Défenseur des droits prévoit, dans son paragraphe II, que « les autorités compétentes des personnes publiques mises en cause ne peuvent s’opposer à la vérification sur place dans les locaux


administratifs dont elles sont responsables que pour des motifs graves et impérieux liés à la défense nationale ou à la sécurité publique, sous réserve de fournir au Défenseur des droit les


justifications de leur opposition ». Dans son avis du 4 février 2010, la Commission nationale consultative des droits de l’Homme a relevé que « concernant la visite des lieux publics et de


locaux professionnels, la CNDS bénéficie d’une liberté totale ». On observera que la commission des Lois a amendé à juste titre ce texte en prévoyant que lorsque le Défenseur des droits


intervient en matière de déontologie de la sécurité, il peut faire des vérifications sur place sans possibilité d’opposition.
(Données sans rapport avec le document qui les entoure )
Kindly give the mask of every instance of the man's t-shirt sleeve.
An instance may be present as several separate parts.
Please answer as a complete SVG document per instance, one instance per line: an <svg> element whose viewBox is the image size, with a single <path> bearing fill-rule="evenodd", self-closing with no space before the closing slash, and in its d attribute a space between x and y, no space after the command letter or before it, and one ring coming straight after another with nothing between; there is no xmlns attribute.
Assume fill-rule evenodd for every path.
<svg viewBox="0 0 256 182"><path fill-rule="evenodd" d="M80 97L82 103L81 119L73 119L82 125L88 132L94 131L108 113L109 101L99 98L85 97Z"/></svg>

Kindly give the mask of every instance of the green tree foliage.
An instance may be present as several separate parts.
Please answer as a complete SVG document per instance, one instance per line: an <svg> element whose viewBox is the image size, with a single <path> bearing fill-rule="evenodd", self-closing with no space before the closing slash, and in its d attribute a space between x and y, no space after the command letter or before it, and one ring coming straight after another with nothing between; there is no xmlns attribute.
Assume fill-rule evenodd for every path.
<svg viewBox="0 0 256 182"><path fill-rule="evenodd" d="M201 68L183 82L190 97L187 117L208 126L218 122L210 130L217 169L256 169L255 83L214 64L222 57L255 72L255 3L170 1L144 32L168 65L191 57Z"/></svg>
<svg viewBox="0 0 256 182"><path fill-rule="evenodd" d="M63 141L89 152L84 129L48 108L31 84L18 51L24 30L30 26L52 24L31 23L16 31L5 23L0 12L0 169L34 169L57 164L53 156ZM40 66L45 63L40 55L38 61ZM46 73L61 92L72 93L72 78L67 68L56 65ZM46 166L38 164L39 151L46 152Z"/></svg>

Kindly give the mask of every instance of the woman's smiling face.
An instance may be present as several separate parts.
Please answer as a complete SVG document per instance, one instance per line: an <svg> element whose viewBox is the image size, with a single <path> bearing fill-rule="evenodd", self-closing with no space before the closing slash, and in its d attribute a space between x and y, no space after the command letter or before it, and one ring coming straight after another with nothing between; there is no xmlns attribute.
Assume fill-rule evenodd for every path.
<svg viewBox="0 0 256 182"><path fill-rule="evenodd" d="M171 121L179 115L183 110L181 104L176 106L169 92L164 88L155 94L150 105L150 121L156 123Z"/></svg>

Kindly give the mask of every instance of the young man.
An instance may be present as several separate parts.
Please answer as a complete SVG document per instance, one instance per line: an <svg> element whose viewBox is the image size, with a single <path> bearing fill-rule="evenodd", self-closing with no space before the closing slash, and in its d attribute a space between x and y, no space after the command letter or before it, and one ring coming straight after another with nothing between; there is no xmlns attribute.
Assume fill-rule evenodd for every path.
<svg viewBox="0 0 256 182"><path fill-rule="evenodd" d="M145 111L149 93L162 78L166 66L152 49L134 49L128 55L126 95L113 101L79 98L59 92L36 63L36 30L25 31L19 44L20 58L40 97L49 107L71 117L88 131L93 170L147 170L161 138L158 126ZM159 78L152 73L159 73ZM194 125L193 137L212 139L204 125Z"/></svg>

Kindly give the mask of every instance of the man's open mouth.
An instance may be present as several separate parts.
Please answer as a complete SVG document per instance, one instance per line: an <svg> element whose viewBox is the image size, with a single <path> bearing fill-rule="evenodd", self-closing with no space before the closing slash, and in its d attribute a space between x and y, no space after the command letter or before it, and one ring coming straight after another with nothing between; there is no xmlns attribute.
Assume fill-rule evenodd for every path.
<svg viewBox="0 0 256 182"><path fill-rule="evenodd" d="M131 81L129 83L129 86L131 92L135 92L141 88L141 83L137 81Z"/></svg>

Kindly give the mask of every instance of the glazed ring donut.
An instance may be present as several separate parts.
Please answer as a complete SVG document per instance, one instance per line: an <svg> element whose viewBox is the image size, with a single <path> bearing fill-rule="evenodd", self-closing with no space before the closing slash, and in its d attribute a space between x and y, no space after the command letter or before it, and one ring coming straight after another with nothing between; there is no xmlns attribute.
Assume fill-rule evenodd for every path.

Mais demeurent, pour les autres domaines d’intervention, des


possibilités de s’opposer à une telle intervention, et ce dans des termes très larges voire parfois assez flous. 3– ENFIN, L’AMÉNAGEMENT DES DISPOSITIONS TRANSITOIRES SOULÈVE CERTAINES


QUESTIONS. Il est prévu dans l’article 33 du projet que la loi organique entrera en vigueur le premier jour du troisième mois suivant sa publication. A compter de ce jour, le Défenseur des


droits succèdera au Médiateur de la République. Quant aux autres autorités administratives indépendantes (Défenseur des enfants, CNDS, Halde), elles ne seront intégrées que deux mois après


le premier du cinquième mois suivant la publication. Il est pour le moins très étonnant de voir qu’une autorité créée pour un regroupement estimé nécessaire par le législateur organique ne


soit pas fusionnée dans son intégralité à la même date. Le contraire n’aurait pas de sens. La cohérence du système impose son regroupement intégral à la même date. Il importe que les


services de chaque organisme puissent se positionner dans un ensemble clair et cohérent. De telles dispositions transitoires risquent en effet de créer un déséquilibre entre les différentes


institutions intégrées. Il faut que chacune puisse participer à la mise en place de l’institution, sans qu’un avantage puisse être donné à l’une ou à l’autre en termes de mise en œuvre de


l’organisation des services. On peut réellement penser que c’est le premier arrivé qui aura la main sur cette organisation. CONCLUSION Le Défenseur des droits, tel qu’il se dessine dans le


projet de loi organique adopté le 4 juin dernier par le Sénat, apparaît comme une institution constitutionnelle « en trompe l’œil ». La procédure de désignation qui est prévue le rattache


directement au pouvoir exécutif, et laisse ainsi planer de grandes incertitudes sur la réalité de son indépendance. Le périmètre défini par le projet de loi organique ne reflète aucune


cohérence, aucune logique de rationalisation. Le dernier état du projet prévoit une fusion-absorption du Médiateur de la République, du Défenseur des enfants, de la CNDS et de la Halde, et


du Contrôleur général des lieux de privation des libertés. La plupart de ces autorités administratives indépendantes ont un dénominateur commun: elles ont toutes déplu au Prince… De nouveaux


débats s’annoncent au Parlement. Rien n’est encore joué. Des propositions d’amendement peuvent permettre de donner des garanties aux citoyens sur le fonctionnement démocratique de cette


institution, notamment en termes d’indépendance. Il existe un réel enjeu pour l’avenir et la défense des citoyens. Un Défenseur des droits indépendant, démocratique et performant est encore


possible, et le Parlement peut encore le mettre sur de bons rails.